Если опричнину учебники еще поминают, то о военных походах царя против собственных городов знают только специалисты-историки.

«2 генваря 1570 года явился в Новгород передовой отряд царской дружины, которому велено было устроить крепкие заставы вокруг всего города, чтобы ни один человек не убежал; бояре и дети боярские из того же передового полка бросились на подгорные монастыри, игумнов и монахов, числом более 500, взяли в Новгород и поставили на правеж до государева приезда; их держали в оковах и каждый день с утра до вечера били на правеже, правили по 20 рублей гостей приказных и торговых людей перехватили и отдали приставам, дома, имущества их были опечатаны, жен и детей держали под стражей. 6 числа приехал сам царь, и на другой день вышло первое повеление: игумнов и монахов, которые стояли на правеже, бить палками до смерти и трупы развозить по монастырям для погребения. (Затем) на Городище начался суд: к Иоанну приводили новгородцев, содержавшихся под стражей, и пытали, жгли их какой-то «составною мудростию огненною», которую летописец называет «поджаром»; обвиненных привязывали к саням, волокли к Волховскому мосту и оттуда бросали в реку; жен и детей их бросали туда же с высокого моста, связавши им руки и ноги, младенцев – привязавши к матерям; чтоб Никто не мог спастись, дети боярские и стрельцы ездили на маленьких лодках по Волхову с рогатинами, копьями, баграми и топорами и, кто всплывает наверх, того прихватывали баграми, кололи кольями и рогатинами и погружали в глубину: так делалось каждый день в продолжение пяти недель; в то же время вооруженные толпы отправлены были во все четыре стороны, в пятины, верст за 200 и за 250, с приказанием везде пустошить и грабить. Весь этот разгром продолжался шесть недель. Из Новгорода Иоанн отправился ко Пскову…» (66, Ш 6, с. 559).

Была Испания, год 1609-й.

К этому времени численность морисков (потомков мусульман, принявших крещение) достигла, по оценке разных авторов, цифры в один-два миллиона человек. Их существование было стиснуто множеством строжайших запретов. Им запрещалось говорить на арабском языке, надевать национальное платье, носить оружие. Женщины должны были ходить без покрывал. Были уничтожены арабские книги. «Так как омовение считалось одним из нехристианских обрядов, то приказано было уничтожать все общественные бани, и даже ванны в частных домах» (9, т. 2, с. 35).

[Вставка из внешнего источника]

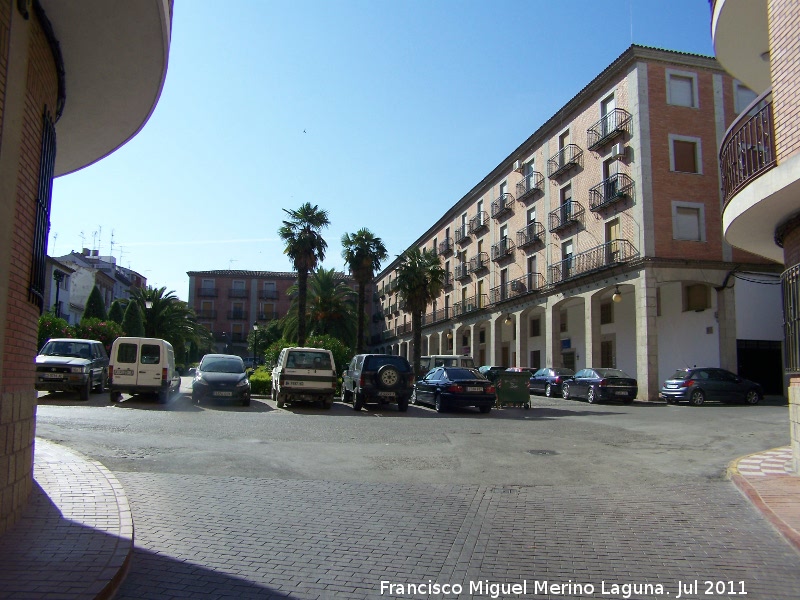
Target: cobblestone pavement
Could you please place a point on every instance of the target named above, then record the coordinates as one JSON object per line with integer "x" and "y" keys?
{"x": 220, "y": 537}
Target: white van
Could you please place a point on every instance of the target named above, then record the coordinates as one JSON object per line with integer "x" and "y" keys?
{"x": 142, "y": 366}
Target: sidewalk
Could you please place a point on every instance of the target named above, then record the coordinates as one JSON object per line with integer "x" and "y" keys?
{"x": 76, "y": 536}
{"x": 766, "y": 479}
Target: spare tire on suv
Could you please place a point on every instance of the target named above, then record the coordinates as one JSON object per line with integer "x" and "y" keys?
{"x": 378, "y": 378}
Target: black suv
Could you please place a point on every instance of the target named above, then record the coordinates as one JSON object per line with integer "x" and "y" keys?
{"x": 65, "y": 365}
{"x": 380, "y": 378}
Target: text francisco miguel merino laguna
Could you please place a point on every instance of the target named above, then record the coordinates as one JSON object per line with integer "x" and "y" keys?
{"x": 682, "y": 589}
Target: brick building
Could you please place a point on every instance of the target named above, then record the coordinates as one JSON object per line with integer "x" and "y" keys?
{"x": 114, "y": 58}
{"x": 598, "y": 241}
{"x": 758, "y": 41}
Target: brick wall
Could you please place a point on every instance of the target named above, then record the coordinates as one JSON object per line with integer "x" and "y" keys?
{"x": 784, "y": 34}
{"x": 17, "y": 396}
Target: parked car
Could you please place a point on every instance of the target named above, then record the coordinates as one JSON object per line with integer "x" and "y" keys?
{"x": 221, "y": 377}
{"x": 600, "y": 384}
{"x": 378, "y": 378}
{"x": 548, "y": 380}
{"x": 304, "y": 375}
{"x": 700, "y": 384}
{"x": 447, "y": 387}
{"x": 72, "y": 365}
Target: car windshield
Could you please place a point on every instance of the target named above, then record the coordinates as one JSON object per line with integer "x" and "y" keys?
{"x": 222, "y": 365}
{"x": 75, "y": 349}
{"x": 461, "y": 373}
{"x": 612, "y": 373}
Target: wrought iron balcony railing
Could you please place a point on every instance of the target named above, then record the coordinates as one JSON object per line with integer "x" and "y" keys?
{"x": 532, "y": 233}
{"x": 600, "y": 257}
{"x": 461, "y": 271}
{"x": 527, "y": 284}
{"x": 565, "y": 159}
{"x": 504, "y": 205}
{"x": 614, "y": 124}
{"x": 565, "y": 215}
{"x": 460, "y": 234}
{"x": 608, "y": 191}
{"x": 531, "y": 183}
{"x": 502, "y": 249}
{"x": 479, "y": 222}
{"x": 479, "y": 262}
{"x": 748, "y": 148}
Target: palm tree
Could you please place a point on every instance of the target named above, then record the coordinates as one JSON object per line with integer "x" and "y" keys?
{"x": 169, "y": 318}
{"x": 420, "y": 279}
{"x": 364, "y": 253}
{"x": 330, "y": 308}
{"x": 306, "y": 248}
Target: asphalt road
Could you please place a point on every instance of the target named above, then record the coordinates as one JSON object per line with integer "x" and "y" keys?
{"x": 260, "y": 502}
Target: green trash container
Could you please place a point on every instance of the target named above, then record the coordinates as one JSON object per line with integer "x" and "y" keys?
{"x": 512, "y": 389}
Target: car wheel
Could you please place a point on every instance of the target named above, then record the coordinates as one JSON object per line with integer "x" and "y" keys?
{"x": 697, "y": 398}
{"x": 752, "y": 397}
{"x": 86, "y": 390}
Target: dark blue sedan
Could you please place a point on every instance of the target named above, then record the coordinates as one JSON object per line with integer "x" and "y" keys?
{"x": 447, "y": 387}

Тем не менее общины морисков процветали и повсеместно вызывали к себе завистливую ненависть. Их обвиняли в том, «что никто из них не идет в священники или монахи, а все они женятся и потому непомерно размножаются; что из-за их воздержанности все налоги на мясо, вино и прочее уплачивают только христиане; что, несмотря на то что они проживали в небольших селениях, на землях каменистых и неплодородных, отдавали своим сеньорам одну треть урожая и были обременены многими налогами, они были гораздо богаче христиан, которые, обрабатывая более плодородные земли, жили в большой нищете» (1, т. 2, с, 147, 256). Даже те, кто преследовал морисков, признавали, что «они и их поступки отличались высокой моральностью, договоры и обязательства исполнялись ими с большой честностью, в отношении к бедным они были очень сердечны». «Лучшая из известных тогда систем хозяйства применялась морисками, которые обрабатывали и орошали почву с неутомимым старанием. Разведение риса, хлопка и сахарного тростника, производство шелка и бумаги находились почти исключительно в их руках» (1, т. 2, с. 61).